The beef samples (181 conventionally raised, 116 more sustainably produced, including organic grass-fed) were then analyzed for the presence of five types of disease-causing bacteria:
- Clostridium perfringens
- E. coli (including O157 and six other toxin-producing strains)
- Staphylococcus aureus
The samples were also put through secondary testing to ascertain whether the bacteria were resistant to antibiotics used in human medicine. Their results showed that:
- 100 percent of all ground beef samples contained bacteria associated with fecal contamination (enterococcus and/or nontoxin-producing E. coli). In humans, these bacteria can cause blood or urinary tract infections
- Nearly 20 percent contained Clostridium perfringens, a bacteria responsible for an estimated one million cases of food poisoning each year in the US
- 10 percent contained a toxin-producing strain of Staphylococcus aureus, which cannot be destroyed even with thorough cooking
- One percent contained salmonella, which is responsible for an estimated 1.2 million illnesses and 450 deaths in the US each year
- Three of the conventional samples had methicillin-resistant Staphylococcus aureus (MRSA), which kills nearly 19,000 people each year.6, 7 None of the sustainably raised beef samples contained MRSA
Organically Raised Beef Is Safer; Grass-Fed Is Best
Overall, beef from animals raised in confined animal feeding operations (CAFOs) was more likely to be contaminated with bacteria, including antibiotic-resistant bacteria, compared to beef from sustainably raised animals. According to Consumer Reports:
“… 18 percent of conventional beef samples were contaminated with superbugs — the dangerous bacteria that are resistant to three or more classes of antibiotics — compared with just nine percent of beef from samples that were sustainably produced…But the biggest difference we found was between conventional and grass-fed beef. Just six percent of [grass-fed] samples contained superbugs…

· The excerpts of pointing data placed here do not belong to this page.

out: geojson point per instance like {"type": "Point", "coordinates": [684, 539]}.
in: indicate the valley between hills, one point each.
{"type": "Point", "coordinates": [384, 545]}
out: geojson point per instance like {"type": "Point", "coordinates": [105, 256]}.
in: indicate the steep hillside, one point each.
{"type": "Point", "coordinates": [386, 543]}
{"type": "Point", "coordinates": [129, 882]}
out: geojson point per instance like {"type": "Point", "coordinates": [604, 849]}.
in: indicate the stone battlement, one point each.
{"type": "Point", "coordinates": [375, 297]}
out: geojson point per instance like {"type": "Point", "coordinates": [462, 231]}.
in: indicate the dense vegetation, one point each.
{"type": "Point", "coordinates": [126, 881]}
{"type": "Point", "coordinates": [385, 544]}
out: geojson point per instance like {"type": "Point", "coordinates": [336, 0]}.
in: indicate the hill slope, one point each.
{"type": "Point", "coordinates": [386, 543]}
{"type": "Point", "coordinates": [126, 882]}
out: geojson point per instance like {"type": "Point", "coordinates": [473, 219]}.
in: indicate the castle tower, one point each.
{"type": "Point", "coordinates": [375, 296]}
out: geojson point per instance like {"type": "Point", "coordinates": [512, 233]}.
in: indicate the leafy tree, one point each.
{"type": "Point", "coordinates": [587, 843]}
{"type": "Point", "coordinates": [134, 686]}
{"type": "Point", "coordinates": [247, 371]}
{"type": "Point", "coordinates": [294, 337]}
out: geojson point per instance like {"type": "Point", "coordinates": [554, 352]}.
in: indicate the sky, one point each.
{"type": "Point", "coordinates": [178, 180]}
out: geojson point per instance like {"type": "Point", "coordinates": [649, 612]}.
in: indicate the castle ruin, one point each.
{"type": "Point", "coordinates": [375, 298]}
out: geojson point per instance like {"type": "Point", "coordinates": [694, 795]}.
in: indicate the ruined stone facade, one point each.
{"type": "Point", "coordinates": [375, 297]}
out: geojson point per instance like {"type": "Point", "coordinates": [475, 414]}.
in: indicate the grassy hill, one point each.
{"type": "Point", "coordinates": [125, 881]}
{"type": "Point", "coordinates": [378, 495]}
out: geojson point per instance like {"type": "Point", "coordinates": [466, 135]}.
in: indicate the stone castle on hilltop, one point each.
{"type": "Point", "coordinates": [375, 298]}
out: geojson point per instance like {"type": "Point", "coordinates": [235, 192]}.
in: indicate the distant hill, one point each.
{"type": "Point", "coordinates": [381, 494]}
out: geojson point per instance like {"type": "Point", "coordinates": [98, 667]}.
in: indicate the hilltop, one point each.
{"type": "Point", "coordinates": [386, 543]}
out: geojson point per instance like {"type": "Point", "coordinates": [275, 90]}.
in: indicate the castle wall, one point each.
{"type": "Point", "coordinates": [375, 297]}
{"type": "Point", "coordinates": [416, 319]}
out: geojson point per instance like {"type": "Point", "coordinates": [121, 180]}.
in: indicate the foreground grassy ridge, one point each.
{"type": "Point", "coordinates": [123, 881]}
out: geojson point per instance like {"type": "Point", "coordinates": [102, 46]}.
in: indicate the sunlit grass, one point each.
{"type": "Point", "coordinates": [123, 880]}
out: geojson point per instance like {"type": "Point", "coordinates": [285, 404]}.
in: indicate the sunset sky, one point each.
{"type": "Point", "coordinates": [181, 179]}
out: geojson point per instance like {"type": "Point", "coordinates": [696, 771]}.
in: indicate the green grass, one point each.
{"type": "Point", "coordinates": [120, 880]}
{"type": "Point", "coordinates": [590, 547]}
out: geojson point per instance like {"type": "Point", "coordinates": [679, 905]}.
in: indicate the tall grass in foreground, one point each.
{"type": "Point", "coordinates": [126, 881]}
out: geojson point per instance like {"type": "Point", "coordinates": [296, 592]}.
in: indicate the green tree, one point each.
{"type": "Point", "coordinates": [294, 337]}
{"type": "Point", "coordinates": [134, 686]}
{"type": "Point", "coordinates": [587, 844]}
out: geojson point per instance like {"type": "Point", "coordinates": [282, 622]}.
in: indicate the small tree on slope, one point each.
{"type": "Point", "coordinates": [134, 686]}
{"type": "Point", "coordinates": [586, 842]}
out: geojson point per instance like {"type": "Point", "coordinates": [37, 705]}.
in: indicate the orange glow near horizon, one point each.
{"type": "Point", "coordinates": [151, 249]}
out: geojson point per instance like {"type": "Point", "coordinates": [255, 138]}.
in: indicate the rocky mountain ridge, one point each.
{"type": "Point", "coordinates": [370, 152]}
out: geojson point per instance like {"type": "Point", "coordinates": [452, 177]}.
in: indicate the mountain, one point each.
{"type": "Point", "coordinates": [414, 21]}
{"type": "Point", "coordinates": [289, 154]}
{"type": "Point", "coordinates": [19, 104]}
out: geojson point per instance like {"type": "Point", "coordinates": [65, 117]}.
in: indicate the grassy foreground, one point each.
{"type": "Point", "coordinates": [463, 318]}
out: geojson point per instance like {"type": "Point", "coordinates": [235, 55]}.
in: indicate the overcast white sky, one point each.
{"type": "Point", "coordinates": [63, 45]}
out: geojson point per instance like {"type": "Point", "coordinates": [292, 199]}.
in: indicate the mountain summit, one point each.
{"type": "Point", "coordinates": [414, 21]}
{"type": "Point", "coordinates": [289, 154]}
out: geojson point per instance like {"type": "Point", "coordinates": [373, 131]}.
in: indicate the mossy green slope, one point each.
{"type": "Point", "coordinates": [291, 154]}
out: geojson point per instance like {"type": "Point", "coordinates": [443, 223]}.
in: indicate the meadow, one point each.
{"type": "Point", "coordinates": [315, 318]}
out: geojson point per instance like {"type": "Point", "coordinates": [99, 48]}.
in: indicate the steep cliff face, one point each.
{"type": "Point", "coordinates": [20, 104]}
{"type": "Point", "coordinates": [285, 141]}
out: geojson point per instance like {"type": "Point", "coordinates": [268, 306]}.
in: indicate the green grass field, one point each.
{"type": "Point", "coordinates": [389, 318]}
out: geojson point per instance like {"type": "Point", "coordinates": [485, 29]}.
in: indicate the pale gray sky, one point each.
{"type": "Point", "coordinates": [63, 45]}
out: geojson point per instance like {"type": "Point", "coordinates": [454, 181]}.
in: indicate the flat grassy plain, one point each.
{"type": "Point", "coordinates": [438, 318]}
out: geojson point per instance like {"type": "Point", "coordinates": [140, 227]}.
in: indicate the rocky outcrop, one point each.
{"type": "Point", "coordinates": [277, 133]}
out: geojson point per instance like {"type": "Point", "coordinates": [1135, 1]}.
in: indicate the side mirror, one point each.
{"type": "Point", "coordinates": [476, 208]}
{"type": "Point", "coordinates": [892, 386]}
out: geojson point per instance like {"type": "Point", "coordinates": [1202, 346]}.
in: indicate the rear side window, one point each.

‘We know that sustainable methods are better for the environment and more humane to animals. But our tests also show that these methods can produce ground beef that poses fewer public health risks… We suggest that you choose what’s labeled ‘grass-fed organic beef’ whenever you can,’ Rangan says.”
Urvashi Rangan, executive director of the Center for Food Safety and Sustainability at Consumer Reports also noted that:8
“This study is significant, because it’s among the largest scientific studies to show that sustainable methods of raising cattle can produce cleaner and safer ground beef.”